During mastering, I usually move quite quickly to the gain staging process. The gain staging process is focused mostly on the combination of the output volume faders, the compressor attack and release times on the specific tracks (most I do in mastering is in zero phase) and the pan knobs. The reason is simple, when I later apply frequency band level gain staging to compress and expand various frequency bands as well as apply broad stroke compression and post-eq, I want to be able to do so as mildly as possible - light touches everywhere.

When I apply multi-band compression, broad stroke compression and post-eq, I do so iteratively on the post-mix group level in that order.

The multi-band compression goes most deeply into the content, depending on the quality of each band I then target them so that they get the right loudness and relaxation level according to a specific sound profile I am going for on that iteration. Then the broad stroke compression is applied, which levels the resulting dynamics and then the post-eq that finalizes the frequency balance on that iteration/sound profile.

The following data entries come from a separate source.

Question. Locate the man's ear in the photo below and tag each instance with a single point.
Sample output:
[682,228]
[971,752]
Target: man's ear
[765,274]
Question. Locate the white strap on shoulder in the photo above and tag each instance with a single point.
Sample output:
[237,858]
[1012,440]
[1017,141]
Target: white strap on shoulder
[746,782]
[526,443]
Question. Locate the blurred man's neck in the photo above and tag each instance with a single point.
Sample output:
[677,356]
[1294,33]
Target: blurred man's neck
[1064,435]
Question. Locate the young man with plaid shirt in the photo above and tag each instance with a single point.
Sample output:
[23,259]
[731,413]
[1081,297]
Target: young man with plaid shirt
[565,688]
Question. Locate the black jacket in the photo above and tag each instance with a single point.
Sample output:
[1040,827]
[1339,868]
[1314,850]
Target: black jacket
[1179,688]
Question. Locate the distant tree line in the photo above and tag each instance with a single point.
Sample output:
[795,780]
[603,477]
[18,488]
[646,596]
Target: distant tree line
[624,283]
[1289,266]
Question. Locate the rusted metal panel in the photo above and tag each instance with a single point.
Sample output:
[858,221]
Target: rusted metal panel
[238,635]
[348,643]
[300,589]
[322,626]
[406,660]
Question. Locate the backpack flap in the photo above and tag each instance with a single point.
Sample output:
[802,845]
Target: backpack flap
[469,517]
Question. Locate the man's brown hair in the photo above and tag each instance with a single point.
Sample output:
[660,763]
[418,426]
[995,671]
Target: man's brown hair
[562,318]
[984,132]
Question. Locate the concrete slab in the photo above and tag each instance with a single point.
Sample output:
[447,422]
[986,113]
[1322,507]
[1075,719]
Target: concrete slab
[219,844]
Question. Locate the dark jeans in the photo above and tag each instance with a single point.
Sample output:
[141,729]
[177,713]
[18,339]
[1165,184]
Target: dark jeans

The sound profiles are designed so that when combined they smoothly shape the sound of the mix from type A to type B, 4 sound profiles per print, 2 prints. The first two sound profiles are designed to prepare for the next two that are the main ones. 4 combined are a print and I usually for simplicity aim for 2 final prints. On the master bus I have a stereo widener that relaxes the width of the master, an EQ (pass filtered), a tape saturator, a brickwall peak limiter, a dynamic processor and a clipper, each designed to gain stage the next. (except the stereo widener) The clipper is finally setting the ceiling/desired true peak. These are mostly just kissing the stereo signal towards the final perceived loudness sweet spot. The dynamic processor ensures that the transients are optimal when they are fed into the clipper to boost the performance of the clipper. This is to positively compensate for the peak numbness naturally introduced by the ceiling and is controlled using the dynamic processor's attack time. The stereo widener I typically enable when the rest of the master chain is ready, because at that point the stereo widener has the most dramatic effect, I can run it a bit more mildly and I can more instantly notice when it is at an optimal setting. After that I might do some gradual gain stage fine tuning...

Translation is typically not an issue at all, but I reference check when I start as well as when I gain stage the master bus effects. In between all of that I'm more focused on other things...

Although this might seem as a strictly technical process, in practice it is not. As a mastering engineer you are constantly focused on the vibe and emotion of the song. Sometimes you get it right on print 3 or 4. Quite a lot of the creative process goes into unlocking the dynamics of the mix and getting a certain balance of weight, sound, vibe, height and loudness. You constantly have to keep track on what you need to do to the stereo image and what the processing does to it. It is for instance very essential that the stereo image is optimal before you apply the sound profiles. Before you apply those you have a pre-master and that pre-master must be extremely well balanced...

Keep in mind that both a great post-mix and a great final master is to some degree the result of great monitoring, because with great monitoring you get higher precision on the volume fader moves and with that comes higher modulation quality, better stereo image, better dynamics and a more relaxed sound. The combination is beautiful. I think it is very important to have a good monitoring path both during mixing and mastering that allows you to do a lot of positive compensations. It becomes a more airy/lush/vibrant/bigger sounding master at the end. It is extremely important that the post-mix group tracks have awesome separation.